Summarizes a document by returning a representative percentage of the sentences in the document.

Author: Khaled Hammouda
Revision History: v0.1 (2006-04-03)
  • Initial version
Language: C#
Technology: .NET Framework
Reusability: Library (.NET Assembly)
Download: DocumentSummarizer-0.1.zip

Introduction

The DocumentSummarizer component can be used to reduce a full text document into a set of sentences extracted from the document. The summary reflects the main content of the document by including the sentences which cover frequent keywords in the document text.

Implemented Functionality

Planned functionality

Using Document Summarizer

C# Component

The Document Summarizer component can be used directly by .NET languages.

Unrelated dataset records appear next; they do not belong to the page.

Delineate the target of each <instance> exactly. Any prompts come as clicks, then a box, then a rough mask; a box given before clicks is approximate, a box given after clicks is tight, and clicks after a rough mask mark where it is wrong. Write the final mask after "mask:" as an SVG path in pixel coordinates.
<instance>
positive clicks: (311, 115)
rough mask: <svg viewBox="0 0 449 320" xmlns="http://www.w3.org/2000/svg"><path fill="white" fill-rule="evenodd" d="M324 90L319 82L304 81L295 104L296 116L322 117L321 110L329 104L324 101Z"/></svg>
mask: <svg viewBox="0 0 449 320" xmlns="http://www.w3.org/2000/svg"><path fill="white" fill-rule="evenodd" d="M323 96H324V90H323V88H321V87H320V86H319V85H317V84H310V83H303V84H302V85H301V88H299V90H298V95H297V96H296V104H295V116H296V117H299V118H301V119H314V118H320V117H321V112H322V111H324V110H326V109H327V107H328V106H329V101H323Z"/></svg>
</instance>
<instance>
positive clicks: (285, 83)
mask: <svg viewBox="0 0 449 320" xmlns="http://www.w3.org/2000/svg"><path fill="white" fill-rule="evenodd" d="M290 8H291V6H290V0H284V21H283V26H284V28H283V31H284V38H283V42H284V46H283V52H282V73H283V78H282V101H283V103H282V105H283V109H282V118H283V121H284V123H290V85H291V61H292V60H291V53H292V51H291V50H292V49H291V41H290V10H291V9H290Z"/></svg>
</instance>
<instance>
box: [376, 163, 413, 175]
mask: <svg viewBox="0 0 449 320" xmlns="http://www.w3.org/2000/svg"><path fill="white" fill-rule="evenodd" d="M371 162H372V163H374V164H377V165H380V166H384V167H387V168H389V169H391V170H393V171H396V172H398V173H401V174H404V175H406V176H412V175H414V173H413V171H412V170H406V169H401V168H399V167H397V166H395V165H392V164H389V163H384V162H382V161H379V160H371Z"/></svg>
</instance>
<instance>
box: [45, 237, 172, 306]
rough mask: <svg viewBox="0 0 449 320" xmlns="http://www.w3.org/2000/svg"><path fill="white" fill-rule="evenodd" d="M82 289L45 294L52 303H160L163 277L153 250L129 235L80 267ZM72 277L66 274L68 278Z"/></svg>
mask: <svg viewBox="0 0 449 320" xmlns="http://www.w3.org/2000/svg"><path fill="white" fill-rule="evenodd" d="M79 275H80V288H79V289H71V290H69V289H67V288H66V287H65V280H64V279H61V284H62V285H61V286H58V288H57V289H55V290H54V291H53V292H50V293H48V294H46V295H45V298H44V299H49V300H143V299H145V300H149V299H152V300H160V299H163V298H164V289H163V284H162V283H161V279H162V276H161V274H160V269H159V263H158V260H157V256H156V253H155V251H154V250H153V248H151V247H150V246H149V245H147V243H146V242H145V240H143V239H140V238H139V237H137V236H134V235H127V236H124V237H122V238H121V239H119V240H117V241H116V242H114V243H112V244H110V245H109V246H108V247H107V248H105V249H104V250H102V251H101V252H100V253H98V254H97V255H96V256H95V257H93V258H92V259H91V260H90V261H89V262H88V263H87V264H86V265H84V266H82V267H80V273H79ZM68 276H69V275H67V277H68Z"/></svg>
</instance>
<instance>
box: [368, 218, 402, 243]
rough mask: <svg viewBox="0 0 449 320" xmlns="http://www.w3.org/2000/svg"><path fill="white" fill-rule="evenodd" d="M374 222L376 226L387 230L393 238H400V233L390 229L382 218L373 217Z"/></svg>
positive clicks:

To summarize a document:

  1. Decide the percentage of the sentences to return as a summary.
  2. To get the summary of a document using a URL of the document, call the static method DocumentSimilarity.SummarizeUrl(string url, double percent).
  3. To get the summary of a document using the content of the document, call the static method DocumentSimilarity.SummarizeContent(string content, double percent).
  4. The summary is returned as a string array, where each string represents one sentence of the summary. The sentences are ordered by relevance.

API Documentation

C# Component for TELOS

The DocumentSimilarity component can be used by TELOS, through the C# connector, using the derived class DocumentSummarizerWrapper, which offers object[] interface to the methods of the base class DocumentSummarizer.

Technical Description

The Document Summarizer algorithm is broken into two parts:

Pre-processing of document

The document is broken down into text blocks, using block-level tags (or empty lines in plain text documents), then blocks are broken down into sentences using a finite state machine sentence tokenizer which accurately recognizes sentence boundaries. Sentences are further broken down into words.

Key-sentence scoring and ranking

The sentences are analyzed for certain features, including their weight and depth (how far a sentence is into the document). The weight of a sentence takes into consideration the weight of its constituent keywords.

Each sentence is given a score based on its calculated features, then all sentences are ranked based on their score. The top k sentences are output as the document summary.